Deploying to AWS ECS(Elastic Container Service)

AWS ECS (elastic container service) is a fully managed container orchestration service. With AWS Fargate, a serverless compute engine for containers, ECS provides the benefit of AWS Lambda without sacrificing computing performance.

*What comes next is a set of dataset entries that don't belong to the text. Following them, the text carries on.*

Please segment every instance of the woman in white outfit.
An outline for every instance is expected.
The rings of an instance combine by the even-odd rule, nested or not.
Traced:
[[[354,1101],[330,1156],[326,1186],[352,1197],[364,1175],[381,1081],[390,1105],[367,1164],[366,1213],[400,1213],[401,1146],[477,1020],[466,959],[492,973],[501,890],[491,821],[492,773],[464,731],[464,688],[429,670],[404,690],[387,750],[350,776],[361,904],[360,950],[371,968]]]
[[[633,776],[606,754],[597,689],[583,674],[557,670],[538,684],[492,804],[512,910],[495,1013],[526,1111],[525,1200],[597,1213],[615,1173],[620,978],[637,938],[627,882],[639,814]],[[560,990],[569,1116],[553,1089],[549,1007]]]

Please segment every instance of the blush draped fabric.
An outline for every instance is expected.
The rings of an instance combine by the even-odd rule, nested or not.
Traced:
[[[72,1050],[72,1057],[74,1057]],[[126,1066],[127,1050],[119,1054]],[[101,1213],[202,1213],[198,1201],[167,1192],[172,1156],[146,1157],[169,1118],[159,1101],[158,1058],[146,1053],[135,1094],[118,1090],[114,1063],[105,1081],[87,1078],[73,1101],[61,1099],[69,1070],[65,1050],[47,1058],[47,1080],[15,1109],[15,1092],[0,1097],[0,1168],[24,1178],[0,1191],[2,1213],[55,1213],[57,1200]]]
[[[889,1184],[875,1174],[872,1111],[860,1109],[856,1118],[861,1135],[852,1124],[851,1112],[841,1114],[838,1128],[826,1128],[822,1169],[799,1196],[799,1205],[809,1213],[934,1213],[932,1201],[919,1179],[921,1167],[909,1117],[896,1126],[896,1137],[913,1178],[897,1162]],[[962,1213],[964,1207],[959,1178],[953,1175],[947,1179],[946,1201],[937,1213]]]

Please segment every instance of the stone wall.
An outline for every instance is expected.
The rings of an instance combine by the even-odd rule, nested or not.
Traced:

It is great for running more advanced ML prediction service that require more computing power compare to AWS Lambda, while still want to take advantage of the benefits that AWS Lambda brings.

Prerequisites

  1. An active AWS account configured on the machine with AWS CLI installed and configurated

  1. Docker is installed and running on the machine.

  1. AWS ECS CLI tool

AWS ECS deployment with BentoML

We will walk through from deploying BentoService with ECS, validate result with sample data and removing service and clean up AWS resources.

We will use the IrisClassifier BentoService from the getting started guide(https://docs.bentoml.org/en/latest/quickstart.html).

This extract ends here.